Di fronte ad un mercato che paga sempre meno il latte vaccino (prezzo medio Lombardia nel 2020: 37,13€/100 lt.; -3,51€ rispetto al 2019), la risposta del mondo produttivo in questi ultimi anni è stata – ed è – quella di aumentare le produzioni, nonostante il numero delle stalle stia diminuendo, ormai da tempo. Un fenomeno apparentemente insensato, o quantomeno ardito, dato il momento di grande incertezza generale, e una richiesta di mercato che registra più spesso segni “meno” che segni “più”, e che appare nel complesso quantomeno altalenante.
Si esporterà il prodotto, non l’inquinamento
Con una produzione di 12,5 milioni di tonnellate nel 2020, e una crescita del 13% negli ultimi sei anni, il sistema latte italiano guarda all’export, e pare aver trovato nel segmento del prodotto in polvere un nuovo terreno in cui operare nei prossimi anni.

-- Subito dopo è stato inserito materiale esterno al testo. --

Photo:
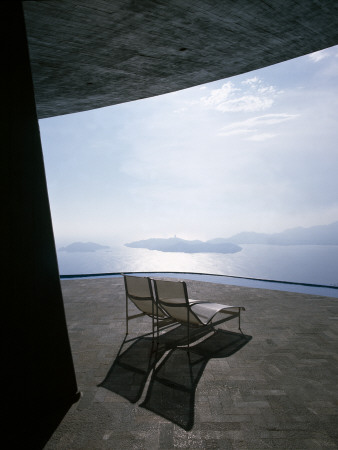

Un terreno per nulla facile – si badi bene – caratterizzato com’è da un’elevata competitività e da un certo affollamento, in cui già diversi player internazionali si stanno cimentando da anni. E dove i clienti di domani – cinesi in primis – già dopodomani si organizzeranno per produrre in proprio.
Alle voci che in questo senso si rincorrevano da tempo – fuorviate nel corso della settimana passata dai report sull’inquinamento delle mega-stalle da latte del cremonese – ha fatto seguito, giovedì scorso, 28 gennaio, l’ufficializzazione della notizia, giunta per iniziativa dell’Alleanza Cooperative Agroalimentari, sotto la cui firma si riuniscono le due cooperative Latteria Soresina e Plac-Fattorie Cremona, oltre ad Aop Latte Italia, Consorzio Latterie Virgilio, Parmareggio, al Consorzio per la tutela del Grana Padano e ad altri.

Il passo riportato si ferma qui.